Hybrid discs are a failure; discs won't play and cause confusion



An attempt to create a disc that plays in any CD or DVD-player
has resulted in a failure according to an international working
group, a consortium of fifteen members of the DVD Forum.


The group came to the conclusion that the Multi Format hybrid
discs, pressed by Warner, simply cannot be played properly by existing
players and would cause severe confusion in the market:


In an attempt to produce one disc that does it all, experimental
Multi Format hybrid discs were pressed by Warner. The discs have a CD
layer of the usual thickness, 1.2 millimetres, and a DVD layer halfway
down at 0.6 mm.

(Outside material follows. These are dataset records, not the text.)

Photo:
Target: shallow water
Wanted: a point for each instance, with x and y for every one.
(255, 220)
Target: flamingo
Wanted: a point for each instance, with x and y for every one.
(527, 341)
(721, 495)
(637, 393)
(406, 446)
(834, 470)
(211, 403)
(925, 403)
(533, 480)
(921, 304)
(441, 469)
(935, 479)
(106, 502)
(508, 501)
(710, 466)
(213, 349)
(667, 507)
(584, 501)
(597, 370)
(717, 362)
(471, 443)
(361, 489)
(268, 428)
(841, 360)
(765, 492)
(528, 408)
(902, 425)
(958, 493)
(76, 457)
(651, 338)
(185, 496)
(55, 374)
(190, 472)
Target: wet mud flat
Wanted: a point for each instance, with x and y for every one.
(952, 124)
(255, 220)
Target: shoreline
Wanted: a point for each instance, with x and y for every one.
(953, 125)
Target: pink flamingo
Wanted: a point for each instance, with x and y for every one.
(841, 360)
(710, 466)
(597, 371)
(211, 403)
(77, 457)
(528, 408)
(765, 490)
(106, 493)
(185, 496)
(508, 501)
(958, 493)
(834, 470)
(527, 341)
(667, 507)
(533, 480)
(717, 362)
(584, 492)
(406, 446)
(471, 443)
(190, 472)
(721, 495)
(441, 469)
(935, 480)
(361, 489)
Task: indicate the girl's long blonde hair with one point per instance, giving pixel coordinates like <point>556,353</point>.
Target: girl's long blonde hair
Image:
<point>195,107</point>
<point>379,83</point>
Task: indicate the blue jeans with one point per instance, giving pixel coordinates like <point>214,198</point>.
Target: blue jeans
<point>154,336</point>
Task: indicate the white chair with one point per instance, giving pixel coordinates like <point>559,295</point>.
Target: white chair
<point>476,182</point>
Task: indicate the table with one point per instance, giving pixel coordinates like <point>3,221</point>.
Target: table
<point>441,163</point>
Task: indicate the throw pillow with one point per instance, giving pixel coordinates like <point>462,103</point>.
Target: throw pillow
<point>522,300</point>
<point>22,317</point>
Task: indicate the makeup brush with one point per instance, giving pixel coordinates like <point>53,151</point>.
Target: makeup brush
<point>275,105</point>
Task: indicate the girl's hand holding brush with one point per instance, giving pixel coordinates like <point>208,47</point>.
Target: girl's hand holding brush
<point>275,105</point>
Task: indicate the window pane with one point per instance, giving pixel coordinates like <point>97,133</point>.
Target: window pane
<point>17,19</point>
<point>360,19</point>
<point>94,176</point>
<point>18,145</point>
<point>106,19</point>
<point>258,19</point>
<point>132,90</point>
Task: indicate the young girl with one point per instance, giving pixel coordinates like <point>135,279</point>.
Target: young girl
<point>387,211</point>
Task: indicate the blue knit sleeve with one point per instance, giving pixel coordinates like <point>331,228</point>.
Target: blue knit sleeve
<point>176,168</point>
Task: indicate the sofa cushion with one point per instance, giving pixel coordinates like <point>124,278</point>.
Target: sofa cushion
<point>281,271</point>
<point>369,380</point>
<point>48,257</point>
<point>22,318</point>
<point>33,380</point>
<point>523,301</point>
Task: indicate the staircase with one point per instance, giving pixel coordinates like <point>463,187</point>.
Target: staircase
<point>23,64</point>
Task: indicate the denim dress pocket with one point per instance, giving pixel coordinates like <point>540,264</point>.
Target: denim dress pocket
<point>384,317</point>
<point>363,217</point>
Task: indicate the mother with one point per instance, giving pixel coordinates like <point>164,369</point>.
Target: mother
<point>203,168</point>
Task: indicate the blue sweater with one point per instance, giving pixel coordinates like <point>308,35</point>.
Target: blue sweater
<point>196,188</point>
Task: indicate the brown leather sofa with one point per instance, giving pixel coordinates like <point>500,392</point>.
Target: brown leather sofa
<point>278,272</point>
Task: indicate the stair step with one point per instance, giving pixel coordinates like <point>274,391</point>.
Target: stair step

The two layers are separated by a semi-reflective film,
which lets infra-red laser light through to the CD layer but reflects the
red laser light used to read DVDs.


The problem is that existing DVD players,
which are designed to play both DVDs and CDs, get confused when faced with
the hybrid disc. Half the DVD-Audio players used in the tests incorrectly
played the Multi Format discs as simple CDs, and a quarter of them either
refused to play at all or gave random results. And nearly two-thirds of
the DVD-Video players incorrectly played the hybrids as CDs; and a fifth
of the players refused or worked randomly.


The collaborating companies are now trying a different
kind of hybrid, which bonds two different discs back-to-back. This gives a
double-sided disc with a CD layer on one side and a DVD layer on the
other.


However, this creates a different problem. The CD and
DVD standards set a thickness tolerance of -0.1 mm and +0.3 mm, meaning
the double-sided disc may be too thick to fit in some players. Making the
layers thinner might appear to be a solution, but this can spoil playback
as the transparent part of the disc plays a role in focusing the laser
that reads the data.


For now you can be sure that manufacturers will continue to
develop new hybrid discs. They offer an opportunity to get rid of all the
different standards (CD/DVD-video/DVD-audio) and a possibility to increase
overall (sound) quality of the media.